As an ensemble learning technique that combines multiple decision trees to make more robust and accurate decisions, it mitigates overfitting that can occur with a single decision tree, often leading to improved performance. Random Forest with its voting mechanism can more robustly evaluate the importance of features by building multiple independent trees, while AdaBoost can adjust the weights of observations to give more weight to those that are misclassified.
Although decision trees are susceptible to overfitting, depending on the hyperparameters set, decision trees can avoid overfitting and perform well on a test basis. Furthermore, decision trees are less sensitive to hyperparameters, making them less sensitive to specific hyperparameters, easier to configure, and better performing on a testbed compared to random forests and AdaBoost.
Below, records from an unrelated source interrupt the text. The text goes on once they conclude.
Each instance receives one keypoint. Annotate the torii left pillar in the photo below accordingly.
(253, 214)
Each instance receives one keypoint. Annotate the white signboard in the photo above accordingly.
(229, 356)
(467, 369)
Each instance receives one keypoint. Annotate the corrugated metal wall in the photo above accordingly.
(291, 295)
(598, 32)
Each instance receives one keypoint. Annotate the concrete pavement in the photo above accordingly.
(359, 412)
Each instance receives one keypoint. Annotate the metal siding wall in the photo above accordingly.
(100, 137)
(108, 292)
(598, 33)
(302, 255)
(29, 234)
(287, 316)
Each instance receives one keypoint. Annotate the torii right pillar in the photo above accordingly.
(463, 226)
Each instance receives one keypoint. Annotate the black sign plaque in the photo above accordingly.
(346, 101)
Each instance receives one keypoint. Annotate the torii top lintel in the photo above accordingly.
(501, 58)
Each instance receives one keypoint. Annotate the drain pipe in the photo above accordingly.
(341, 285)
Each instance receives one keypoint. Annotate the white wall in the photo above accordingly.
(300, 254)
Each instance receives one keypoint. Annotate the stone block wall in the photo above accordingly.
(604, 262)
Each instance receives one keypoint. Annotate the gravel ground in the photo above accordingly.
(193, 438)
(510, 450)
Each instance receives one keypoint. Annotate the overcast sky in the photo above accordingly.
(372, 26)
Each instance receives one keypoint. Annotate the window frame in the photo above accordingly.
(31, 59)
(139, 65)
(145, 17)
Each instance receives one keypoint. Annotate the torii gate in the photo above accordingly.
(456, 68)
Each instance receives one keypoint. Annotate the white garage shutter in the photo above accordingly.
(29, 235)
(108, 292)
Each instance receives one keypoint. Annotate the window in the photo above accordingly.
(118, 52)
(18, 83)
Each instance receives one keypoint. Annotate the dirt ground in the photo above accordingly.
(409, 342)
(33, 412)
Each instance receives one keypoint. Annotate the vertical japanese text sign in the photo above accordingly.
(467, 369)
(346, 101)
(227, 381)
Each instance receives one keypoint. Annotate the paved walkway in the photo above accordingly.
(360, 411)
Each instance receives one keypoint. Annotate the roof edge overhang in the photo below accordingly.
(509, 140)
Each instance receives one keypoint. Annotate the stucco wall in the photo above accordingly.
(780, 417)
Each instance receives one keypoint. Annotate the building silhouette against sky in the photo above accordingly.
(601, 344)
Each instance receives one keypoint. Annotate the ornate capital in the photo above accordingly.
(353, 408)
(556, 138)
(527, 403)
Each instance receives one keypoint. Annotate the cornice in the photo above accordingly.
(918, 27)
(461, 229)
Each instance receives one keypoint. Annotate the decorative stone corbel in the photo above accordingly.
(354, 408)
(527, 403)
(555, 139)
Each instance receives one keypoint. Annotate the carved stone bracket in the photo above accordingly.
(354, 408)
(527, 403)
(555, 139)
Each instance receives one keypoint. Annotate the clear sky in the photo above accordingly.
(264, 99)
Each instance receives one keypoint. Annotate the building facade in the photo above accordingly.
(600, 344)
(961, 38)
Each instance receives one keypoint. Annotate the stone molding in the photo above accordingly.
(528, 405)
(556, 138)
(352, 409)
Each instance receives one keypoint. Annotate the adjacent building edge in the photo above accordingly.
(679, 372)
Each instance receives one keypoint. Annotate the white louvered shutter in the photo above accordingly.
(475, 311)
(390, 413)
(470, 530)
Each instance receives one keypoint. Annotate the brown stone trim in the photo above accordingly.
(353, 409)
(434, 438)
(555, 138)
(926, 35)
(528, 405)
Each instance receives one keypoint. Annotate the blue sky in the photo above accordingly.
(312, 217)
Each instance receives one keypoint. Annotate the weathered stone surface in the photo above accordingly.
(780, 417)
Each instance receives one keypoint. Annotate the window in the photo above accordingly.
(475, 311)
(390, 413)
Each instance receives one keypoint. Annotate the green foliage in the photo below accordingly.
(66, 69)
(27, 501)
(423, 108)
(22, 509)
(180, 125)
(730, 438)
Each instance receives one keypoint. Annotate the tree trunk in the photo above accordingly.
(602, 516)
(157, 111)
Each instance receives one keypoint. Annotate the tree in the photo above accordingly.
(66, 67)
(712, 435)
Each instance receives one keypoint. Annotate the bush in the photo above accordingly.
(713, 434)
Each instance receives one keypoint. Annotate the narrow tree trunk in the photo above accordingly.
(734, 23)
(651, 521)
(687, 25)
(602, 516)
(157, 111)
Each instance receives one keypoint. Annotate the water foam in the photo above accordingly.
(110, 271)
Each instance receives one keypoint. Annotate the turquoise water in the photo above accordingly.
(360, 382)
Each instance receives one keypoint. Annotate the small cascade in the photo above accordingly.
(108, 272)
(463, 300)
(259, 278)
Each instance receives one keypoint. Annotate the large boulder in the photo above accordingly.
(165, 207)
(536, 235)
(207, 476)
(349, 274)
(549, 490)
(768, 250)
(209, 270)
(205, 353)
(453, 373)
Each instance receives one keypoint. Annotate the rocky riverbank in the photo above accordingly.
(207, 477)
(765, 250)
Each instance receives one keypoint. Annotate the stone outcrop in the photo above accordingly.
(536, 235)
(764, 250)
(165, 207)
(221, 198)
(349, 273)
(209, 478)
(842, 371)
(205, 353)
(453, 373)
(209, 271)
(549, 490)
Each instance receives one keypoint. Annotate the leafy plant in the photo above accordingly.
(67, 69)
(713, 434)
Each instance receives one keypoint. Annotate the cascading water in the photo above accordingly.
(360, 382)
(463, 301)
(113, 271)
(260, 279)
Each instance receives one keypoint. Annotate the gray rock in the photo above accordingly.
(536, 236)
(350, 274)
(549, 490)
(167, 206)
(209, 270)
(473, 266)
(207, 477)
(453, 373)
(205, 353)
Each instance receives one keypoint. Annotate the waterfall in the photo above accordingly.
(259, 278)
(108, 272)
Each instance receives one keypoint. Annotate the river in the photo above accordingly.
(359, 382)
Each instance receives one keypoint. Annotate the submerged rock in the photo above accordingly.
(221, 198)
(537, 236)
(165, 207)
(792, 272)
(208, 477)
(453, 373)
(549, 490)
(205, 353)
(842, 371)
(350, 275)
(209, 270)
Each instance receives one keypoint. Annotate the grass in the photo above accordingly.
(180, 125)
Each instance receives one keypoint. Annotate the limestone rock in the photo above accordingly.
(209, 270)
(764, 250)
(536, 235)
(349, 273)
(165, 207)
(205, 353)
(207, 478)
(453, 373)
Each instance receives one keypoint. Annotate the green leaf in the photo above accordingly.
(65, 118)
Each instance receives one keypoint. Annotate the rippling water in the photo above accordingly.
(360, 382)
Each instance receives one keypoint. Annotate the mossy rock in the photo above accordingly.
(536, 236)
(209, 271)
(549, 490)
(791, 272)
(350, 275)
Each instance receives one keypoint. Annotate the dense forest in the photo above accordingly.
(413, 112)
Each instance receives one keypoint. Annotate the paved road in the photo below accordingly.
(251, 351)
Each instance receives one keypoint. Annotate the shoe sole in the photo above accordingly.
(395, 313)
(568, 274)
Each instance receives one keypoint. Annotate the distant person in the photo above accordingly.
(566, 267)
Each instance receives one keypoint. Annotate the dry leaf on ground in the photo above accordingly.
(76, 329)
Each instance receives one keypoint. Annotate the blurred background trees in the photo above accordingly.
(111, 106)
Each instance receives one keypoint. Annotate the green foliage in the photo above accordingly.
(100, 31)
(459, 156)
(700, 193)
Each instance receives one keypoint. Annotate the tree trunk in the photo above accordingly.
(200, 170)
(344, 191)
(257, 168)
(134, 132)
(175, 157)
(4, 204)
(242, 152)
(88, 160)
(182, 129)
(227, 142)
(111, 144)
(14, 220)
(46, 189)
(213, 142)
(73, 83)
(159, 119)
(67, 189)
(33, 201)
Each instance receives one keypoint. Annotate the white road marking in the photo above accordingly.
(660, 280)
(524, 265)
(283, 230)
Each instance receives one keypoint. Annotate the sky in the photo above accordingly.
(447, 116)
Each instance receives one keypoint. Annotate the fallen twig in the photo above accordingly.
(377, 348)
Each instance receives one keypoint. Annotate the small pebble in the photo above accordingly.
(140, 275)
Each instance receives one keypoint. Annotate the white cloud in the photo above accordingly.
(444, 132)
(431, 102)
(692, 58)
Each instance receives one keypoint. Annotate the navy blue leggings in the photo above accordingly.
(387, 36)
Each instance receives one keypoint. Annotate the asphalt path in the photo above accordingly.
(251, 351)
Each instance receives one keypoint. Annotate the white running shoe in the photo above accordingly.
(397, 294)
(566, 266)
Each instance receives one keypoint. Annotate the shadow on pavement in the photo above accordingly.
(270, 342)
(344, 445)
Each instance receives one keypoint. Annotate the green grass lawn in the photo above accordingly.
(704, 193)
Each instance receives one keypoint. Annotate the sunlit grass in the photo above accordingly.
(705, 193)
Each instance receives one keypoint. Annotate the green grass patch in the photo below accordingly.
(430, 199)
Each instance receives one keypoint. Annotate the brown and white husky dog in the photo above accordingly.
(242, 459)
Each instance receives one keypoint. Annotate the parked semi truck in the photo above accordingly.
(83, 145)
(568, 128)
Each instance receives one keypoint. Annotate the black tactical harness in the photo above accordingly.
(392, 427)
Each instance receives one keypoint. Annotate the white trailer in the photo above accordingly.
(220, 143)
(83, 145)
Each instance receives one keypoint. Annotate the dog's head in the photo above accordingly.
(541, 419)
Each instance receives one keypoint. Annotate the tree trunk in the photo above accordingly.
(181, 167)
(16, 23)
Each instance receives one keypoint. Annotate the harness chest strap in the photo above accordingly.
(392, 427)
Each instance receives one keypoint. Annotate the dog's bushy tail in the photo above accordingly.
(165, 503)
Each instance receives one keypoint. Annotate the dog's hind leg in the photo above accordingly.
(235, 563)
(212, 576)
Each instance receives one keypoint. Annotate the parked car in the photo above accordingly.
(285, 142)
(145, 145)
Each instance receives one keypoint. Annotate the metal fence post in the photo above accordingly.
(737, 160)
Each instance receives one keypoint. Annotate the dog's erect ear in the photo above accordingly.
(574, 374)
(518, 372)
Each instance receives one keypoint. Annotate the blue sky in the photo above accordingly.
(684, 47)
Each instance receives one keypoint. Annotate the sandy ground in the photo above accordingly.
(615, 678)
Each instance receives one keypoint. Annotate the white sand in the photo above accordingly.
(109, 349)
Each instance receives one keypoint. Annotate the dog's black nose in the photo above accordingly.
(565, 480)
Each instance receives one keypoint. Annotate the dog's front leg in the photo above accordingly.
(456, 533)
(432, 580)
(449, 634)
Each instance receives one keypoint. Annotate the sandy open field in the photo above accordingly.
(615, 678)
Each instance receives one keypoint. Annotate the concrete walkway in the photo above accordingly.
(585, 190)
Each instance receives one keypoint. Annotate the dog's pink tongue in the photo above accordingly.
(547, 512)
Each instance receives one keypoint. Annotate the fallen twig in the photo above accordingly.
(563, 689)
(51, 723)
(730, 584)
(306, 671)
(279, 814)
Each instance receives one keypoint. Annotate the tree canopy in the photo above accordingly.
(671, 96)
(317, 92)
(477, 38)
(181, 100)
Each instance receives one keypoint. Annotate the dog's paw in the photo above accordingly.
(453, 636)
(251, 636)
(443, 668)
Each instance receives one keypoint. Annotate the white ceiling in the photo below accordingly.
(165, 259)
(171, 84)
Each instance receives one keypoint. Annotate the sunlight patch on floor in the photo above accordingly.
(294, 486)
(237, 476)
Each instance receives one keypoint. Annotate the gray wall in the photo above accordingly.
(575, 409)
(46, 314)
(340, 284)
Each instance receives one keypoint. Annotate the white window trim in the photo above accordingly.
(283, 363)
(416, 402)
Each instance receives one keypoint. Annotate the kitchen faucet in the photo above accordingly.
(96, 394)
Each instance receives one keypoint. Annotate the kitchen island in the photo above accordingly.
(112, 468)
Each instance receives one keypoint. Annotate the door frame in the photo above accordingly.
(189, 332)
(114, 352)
Therefore, if the most important features of a task are well represented in the first node of a decision tree model, good performance may be achieved simply through the inherent ability of decision trees to evaluate features. Having only one decision tree also offers an advantage on small data sets, as it is less susceptible to overfitting on small sets.
It is worth emphasizing that the purpose of using the validation set is to select the best algorithm/model by choosing the algorithm/model with the lowest bias error and variance on the new dataset.